There is a lot of information about HIV and while most is true, there are a few myths. Let’s look at these myths:

  • HIV cannot be transmitted through surfaces. This means you cannot get infected or transmit the virus through handshakes, hugs, musical instruments, utensils or toilet seats.
  • Breathing near a person who is HIV positive cannot give you HIV. It is also not possible to transmit HIV through coughing, spitting or sneezing.
  • Saliva has very small amounts of the HIV virus. This significantly reduces the risk of transmission through kissing. Though this is the case, transmission is still possible if both people have open wounds or bleeding gums.
  • Insects do not transmit HIV because they will not inject blood into the body when they bite.
  • New or sterilized needles and syringes are safe. The problem is in the sharing.
  • HIV virus has no life in water. This means that transmission cannot be through shower areas, baths, or swimming pools.

HIV Transmission Facts

The HIV Virus Can Be transmitted through the following:

HIV can be transmitted from a man to a woman or from a woman to a man through vaginal sex. The presence of sores and cuts increase the risks.

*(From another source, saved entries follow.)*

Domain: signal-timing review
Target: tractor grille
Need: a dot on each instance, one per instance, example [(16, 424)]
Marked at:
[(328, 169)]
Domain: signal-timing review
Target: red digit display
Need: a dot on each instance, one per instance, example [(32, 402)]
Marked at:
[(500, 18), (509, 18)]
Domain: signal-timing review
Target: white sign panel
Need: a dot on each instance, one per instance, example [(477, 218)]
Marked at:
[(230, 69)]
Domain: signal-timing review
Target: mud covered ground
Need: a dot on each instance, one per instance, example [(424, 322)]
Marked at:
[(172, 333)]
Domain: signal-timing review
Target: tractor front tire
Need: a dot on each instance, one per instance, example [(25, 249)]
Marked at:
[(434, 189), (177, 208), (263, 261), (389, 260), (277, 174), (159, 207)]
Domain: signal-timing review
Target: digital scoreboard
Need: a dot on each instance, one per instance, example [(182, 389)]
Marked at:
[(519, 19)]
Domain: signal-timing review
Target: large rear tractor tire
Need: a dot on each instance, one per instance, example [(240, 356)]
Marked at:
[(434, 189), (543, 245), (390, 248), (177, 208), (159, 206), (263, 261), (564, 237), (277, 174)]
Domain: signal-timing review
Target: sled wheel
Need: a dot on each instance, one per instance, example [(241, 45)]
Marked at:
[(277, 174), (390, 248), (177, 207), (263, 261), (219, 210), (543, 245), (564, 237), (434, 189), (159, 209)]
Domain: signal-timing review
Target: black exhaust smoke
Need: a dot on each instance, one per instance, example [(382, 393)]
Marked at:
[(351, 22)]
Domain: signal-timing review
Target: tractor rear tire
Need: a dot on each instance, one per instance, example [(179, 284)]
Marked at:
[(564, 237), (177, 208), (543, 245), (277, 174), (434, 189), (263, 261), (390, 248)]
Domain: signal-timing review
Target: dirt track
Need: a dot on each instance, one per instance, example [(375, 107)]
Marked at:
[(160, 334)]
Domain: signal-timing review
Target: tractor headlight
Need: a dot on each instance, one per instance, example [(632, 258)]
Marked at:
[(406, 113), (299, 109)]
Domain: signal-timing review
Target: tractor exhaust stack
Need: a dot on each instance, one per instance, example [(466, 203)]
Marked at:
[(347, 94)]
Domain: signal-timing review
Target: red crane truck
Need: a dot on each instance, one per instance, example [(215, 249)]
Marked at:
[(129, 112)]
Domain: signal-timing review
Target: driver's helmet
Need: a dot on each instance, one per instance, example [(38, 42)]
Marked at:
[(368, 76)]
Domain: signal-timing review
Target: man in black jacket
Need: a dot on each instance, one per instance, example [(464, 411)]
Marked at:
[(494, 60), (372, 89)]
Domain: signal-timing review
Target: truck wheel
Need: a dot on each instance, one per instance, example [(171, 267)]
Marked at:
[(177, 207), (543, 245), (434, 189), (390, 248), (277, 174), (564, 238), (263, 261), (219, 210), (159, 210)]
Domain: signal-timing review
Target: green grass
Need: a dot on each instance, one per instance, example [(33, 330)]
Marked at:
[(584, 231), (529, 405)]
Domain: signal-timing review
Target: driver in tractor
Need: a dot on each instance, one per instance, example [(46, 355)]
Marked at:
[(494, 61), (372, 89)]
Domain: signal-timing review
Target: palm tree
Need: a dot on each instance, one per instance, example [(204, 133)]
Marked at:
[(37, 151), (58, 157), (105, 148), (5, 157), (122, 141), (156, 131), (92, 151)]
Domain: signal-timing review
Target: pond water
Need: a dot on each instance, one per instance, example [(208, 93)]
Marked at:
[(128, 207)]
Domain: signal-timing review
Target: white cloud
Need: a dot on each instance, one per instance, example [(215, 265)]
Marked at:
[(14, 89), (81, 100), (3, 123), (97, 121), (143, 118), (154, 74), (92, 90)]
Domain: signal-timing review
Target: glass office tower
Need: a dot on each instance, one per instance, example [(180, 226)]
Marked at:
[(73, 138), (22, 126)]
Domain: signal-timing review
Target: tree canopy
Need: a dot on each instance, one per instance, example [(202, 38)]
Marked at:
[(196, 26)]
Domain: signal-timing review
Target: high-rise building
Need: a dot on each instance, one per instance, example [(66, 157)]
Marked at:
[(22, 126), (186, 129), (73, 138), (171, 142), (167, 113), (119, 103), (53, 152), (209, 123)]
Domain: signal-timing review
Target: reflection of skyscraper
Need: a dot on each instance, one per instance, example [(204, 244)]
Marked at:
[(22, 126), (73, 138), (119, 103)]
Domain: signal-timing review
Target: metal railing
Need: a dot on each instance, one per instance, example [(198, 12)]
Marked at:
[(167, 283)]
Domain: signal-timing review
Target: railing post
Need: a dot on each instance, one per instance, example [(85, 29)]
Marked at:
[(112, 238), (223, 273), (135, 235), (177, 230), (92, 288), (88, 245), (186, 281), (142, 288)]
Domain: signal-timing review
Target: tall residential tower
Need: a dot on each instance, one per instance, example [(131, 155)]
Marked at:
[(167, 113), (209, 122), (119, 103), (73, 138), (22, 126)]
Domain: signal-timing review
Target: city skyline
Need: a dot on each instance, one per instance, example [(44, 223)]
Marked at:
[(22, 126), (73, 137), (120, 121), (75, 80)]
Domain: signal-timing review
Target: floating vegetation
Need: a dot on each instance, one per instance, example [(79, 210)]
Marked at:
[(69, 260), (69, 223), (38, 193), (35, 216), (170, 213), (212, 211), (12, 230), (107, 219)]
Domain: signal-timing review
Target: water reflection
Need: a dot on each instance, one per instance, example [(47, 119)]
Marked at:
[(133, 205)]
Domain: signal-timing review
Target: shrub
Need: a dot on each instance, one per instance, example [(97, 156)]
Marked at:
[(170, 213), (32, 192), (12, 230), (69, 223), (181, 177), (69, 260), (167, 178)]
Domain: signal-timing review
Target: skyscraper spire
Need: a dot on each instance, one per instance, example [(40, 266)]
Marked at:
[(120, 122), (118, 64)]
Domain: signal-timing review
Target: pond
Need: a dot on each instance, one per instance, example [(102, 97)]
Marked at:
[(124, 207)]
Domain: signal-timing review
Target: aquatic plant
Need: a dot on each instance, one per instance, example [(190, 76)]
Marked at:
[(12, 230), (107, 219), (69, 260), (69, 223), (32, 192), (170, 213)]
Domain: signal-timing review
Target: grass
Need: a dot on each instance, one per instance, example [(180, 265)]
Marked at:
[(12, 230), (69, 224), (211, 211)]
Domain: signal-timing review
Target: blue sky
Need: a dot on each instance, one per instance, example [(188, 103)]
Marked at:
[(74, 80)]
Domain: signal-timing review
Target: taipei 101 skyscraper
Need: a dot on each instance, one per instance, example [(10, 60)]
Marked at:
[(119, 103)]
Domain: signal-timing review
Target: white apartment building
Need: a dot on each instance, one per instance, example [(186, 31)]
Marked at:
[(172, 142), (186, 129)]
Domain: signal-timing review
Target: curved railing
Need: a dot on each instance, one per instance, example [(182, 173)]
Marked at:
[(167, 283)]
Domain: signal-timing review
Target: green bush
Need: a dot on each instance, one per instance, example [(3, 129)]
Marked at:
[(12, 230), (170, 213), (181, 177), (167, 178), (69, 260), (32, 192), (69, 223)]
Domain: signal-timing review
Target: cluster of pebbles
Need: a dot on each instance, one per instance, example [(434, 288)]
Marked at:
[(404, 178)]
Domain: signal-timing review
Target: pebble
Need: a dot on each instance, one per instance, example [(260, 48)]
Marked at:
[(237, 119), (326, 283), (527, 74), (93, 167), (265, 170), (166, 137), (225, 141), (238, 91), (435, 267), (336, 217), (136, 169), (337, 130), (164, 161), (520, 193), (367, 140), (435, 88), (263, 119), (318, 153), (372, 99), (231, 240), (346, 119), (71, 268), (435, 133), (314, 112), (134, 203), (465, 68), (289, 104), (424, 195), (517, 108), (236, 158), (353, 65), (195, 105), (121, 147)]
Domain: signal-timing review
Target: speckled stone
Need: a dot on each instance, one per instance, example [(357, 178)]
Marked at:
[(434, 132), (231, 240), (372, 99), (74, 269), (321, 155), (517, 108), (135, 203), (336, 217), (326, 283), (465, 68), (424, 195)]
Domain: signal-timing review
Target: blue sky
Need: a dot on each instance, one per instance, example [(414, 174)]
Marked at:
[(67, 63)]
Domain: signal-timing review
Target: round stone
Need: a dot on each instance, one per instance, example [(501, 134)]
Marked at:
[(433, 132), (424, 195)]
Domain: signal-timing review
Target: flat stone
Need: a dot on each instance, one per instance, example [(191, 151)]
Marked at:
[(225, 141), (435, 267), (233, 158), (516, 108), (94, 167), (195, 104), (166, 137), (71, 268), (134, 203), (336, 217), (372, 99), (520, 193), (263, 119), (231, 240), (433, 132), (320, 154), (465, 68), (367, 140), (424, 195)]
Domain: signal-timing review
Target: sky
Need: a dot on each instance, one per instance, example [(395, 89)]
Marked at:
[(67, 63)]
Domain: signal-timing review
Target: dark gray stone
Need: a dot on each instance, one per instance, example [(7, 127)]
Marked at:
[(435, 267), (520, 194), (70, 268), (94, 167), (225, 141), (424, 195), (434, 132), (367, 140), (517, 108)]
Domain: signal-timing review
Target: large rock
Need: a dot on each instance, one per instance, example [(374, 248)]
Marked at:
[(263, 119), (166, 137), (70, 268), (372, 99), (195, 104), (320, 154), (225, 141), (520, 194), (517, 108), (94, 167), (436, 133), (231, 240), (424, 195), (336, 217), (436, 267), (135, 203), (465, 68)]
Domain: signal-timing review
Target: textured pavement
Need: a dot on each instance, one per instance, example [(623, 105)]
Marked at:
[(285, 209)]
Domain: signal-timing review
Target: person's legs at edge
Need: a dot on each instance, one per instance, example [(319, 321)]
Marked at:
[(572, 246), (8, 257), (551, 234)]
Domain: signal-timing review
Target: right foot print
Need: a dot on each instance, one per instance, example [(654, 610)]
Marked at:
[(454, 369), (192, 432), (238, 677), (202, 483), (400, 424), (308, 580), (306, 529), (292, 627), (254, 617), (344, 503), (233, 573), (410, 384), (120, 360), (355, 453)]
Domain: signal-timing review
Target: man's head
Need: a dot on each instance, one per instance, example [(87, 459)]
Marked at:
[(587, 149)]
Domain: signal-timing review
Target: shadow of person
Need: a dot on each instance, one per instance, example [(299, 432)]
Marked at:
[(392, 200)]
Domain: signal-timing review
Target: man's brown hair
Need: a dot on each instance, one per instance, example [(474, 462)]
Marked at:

Anal sex is one of the easiest transmission routes for HIV. This is facilitated by the fact that the anal lining can easily tear.

Though rare, transmission can still happen through oral sex. This is especially if there are open cuts and sores near the genitals and in the mouth.

Drug abuse is one of the ways HIV moves from one person to another. This is only in cases where the involved people are sharing injecting equipment and one of them is HIV positive. There is also a small risk when using tattoo and body piercing needles.

Blood transfusions and organ transplants also carry a small risk. There is a high risk though almost all medical practitioners test the blood and organ for HIV before any procedures.

Mother-to-child transfusion. There is a risk of the mother infecting their child during pregnancy, labor, childbirth and during breastfeeding. This risk reduces to zero if the mother manages her HIV infection properly.